I am at Camp Isabella Freedman serving as Passover Rabbi for my seventh year. Over the last five years the new CEO has been tilting the Camp toward New Age. So now there are two yurts, one greenhouse, two farms and lots of twenty and thirty something free spirits. Also there's one mashgiach, about 150 traditional senior citizens, and me. The one constant here are the infinite acres of forests, leaves, branches, earth.






A few months ago Freedman merged with a Jewish Renewal camp called Eilat Chayim. EC moved onto the camp grounds and brought new administrators, new staff, and had new residential homes built, as well as a bookstore. The room that I've stayed in, in the building that they're always saying needs to be torn to the ground, has been inhabited full time by a young man named Ben who's here full time. Ben was kind enough to relocate and give me my old room for the holiday (even though he told me he was given no choice in the matter) (but I had no knowledge of that before I was brought up and shown to the old room with two walls of windows). In the photo above you see Ben loading some tables for the alternative seder that the twenty or so interns and workers attended while I ran the traditional seder for the dining room flled with 150 sweet and hungry seniors and their families.
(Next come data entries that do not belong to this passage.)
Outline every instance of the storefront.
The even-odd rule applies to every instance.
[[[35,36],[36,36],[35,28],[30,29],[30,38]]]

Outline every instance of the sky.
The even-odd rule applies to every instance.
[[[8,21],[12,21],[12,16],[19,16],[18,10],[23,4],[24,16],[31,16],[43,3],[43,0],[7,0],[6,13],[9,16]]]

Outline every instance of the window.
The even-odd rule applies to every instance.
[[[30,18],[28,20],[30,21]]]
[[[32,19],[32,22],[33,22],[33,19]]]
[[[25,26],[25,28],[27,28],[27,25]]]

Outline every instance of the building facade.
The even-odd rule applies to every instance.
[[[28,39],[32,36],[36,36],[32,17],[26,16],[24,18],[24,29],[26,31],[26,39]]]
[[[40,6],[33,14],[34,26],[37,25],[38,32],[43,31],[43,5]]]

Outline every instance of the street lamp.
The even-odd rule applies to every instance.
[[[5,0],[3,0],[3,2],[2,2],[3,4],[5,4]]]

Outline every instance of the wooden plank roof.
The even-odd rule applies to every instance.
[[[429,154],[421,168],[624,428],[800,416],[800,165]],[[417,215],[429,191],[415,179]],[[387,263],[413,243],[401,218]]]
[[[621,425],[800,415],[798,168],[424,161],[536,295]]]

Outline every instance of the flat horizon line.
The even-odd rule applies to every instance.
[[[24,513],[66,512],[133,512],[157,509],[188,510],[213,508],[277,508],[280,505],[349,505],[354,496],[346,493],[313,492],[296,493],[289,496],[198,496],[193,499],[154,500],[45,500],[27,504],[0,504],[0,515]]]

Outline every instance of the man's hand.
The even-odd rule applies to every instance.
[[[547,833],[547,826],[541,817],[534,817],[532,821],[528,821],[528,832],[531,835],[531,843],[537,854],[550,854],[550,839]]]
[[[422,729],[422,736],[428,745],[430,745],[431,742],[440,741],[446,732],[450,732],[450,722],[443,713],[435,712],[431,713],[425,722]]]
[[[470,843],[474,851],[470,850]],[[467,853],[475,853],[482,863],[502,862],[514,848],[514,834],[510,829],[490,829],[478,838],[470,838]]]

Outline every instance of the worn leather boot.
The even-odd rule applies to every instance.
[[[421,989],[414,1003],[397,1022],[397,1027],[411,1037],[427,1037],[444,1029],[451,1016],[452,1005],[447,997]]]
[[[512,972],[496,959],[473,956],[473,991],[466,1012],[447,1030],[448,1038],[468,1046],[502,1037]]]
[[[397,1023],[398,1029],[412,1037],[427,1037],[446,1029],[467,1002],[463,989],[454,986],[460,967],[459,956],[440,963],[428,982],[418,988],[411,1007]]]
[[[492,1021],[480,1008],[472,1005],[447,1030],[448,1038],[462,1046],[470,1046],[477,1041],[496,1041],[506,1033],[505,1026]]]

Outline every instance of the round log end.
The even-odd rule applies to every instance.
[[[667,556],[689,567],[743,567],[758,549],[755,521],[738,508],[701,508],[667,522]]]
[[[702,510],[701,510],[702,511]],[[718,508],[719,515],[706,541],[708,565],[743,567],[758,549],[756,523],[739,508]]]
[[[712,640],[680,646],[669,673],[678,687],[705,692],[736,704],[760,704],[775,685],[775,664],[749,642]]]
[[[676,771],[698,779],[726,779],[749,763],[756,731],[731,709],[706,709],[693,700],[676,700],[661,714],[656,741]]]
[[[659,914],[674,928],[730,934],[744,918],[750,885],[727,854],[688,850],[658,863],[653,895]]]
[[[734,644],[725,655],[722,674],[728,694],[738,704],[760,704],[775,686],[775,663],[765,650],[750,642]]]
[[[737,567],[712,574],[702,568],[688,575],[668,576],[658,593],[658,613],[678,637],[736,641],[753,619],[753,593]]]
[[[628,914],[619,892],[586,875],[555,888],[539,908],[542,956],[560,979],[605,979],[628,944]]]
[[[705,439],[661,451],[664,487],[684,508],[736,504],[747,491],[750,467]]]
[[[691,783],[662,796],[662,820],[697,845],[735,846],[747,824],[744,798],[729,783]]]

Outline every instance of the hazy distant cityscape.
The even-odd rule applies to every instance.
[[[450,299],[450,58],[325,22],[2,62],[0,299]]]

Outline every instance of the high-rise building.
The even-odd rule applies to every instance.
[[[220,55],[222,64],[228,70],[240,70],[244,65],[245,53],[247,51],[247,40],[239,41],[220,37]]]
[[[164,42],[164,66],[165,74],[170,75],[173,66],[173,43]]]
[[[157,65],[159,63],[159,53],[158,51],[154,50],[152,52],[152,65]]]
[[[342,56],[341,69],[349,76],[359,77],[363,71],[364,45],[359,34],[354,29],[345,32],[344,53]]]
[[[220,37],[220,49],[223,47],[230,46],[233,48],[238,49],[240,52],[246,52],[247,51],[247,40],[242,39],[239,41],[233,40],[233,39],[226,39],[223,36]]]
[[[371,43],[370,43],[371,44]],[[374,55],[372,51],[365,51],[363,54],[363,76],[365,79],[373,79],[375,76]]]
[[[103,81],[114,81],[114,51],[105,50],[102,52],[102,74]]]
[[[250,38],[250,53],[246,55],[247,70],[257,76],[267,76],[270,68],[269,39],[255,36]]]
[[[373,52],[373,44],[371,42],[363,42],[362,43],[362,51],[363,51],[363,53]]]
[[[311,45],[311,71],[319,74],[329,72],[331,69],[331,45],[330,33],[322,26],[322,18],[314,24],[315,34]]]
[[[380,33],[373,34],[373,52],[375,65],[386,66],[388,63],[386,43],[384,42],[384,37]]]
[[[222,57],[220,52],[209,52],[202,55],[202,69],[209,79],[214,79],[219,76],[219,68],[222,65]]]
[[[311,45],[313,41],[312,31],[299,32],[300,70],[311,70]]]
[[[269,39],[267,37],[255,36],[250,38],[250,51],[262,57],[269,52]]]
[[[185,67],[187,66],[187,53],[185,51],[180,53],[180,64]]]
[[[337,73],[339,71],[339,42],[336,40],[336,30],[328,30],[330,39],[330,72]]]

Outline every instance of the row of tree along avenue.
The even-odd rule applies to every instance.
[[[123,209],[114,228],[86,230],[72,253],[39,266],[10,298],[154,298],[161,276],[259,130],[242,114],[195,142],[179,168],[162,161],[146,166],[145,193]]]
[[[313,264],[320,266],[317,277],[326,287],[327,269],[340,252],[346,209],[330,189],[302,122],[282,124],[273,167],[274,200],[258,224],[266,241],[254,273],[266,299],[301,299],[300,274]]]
I haven't yet taken the time to walk around the lake or around the neighborhood. Still, it's impossible to be here and not take in the beauty. (I love the word still, the way it means nevertheless and also means not moving, so that when I use it to mean the former there's the impicit poetry of the latter).






It's been rainy since I arrived on Sunday night. Today it snowed pretty hard for about an hour. It was during that time that a young man approached me with regards from my father (HSLABW) who he said he saw on Yom Tov. We stood in the heavy snow as this rugged fellow who does the landscaping camp told me that his grandmother is my colleague and friend Renee and that he had been in the Nevele with his family and my family (and about 1500 of his nearest and dearest). Ecosystems from different spheres overlap and interlock
in my universe on a regular basis.




A nice frum man taking a walk behind Brown House

a few moments before Y"T started.

oo

Besides taking in the scenery I've led the two sedarim, run all the minyanim, gieven hour and a half long classes on Passover in A New (Old) Light, Moses: Who Was He And Why Do I Care, The Wisdom of The Rabbis (Avot), and run a trivia competition. In an hour I'll be leading a workshop in acting and impov. There have been many comments and questions about ths class, but wonder who'll attend.
=
I hope to do the counting game (in which everyone in the group has to count to 10 but when two people say a number at the same time the number must be repeated), maybe proverbs (in which everyone adds a word to come up with a proverb), maybe one word stories (everyone adds a word to the story), maybe Why Were You Late? (two people explain to their boss why they were late, but the two act as one and finish eachother's sentences when pointed to by the third person), maybe the object game (you have to keep assigning a new role to an ordinary object like a hat that sits in the middle of the circle), maybe the ABC game (a scene in which each character alternates saying a line starting with the next letter of the alphabet), maybe Ding (a scene in which you have to go back and change what you said every time the bell is hit), maybe freeze (scenes that are interupted and restarted - everytime someone yelles freeze they replace someone in the scene, assume their position and start a new scene), and basic scenes (give a setting and emotion and have people create a dialogue, movements, etc.), maybe a bit about the rosas and emotions (I think that's what they're called - assumeing a position and sttitude for the key human emotions as the basis for acting before there are words), maybe conducted story (each person pointed to by the conductor continues the story). Maybe a nap.
*
Mo'adim LeSimcha/Good Mo'ed.

2 Comments:

Blogger Steg (dos iz nit der šteg) said...

sounds exciting, have a great rest of pesahh!

April 6, 2007 at 12:29 PM  
Blogger rabbi neil fleischmann said...

Thanks Steg. It went really well. Hope yours was nice, although I imagine bittersweet at best.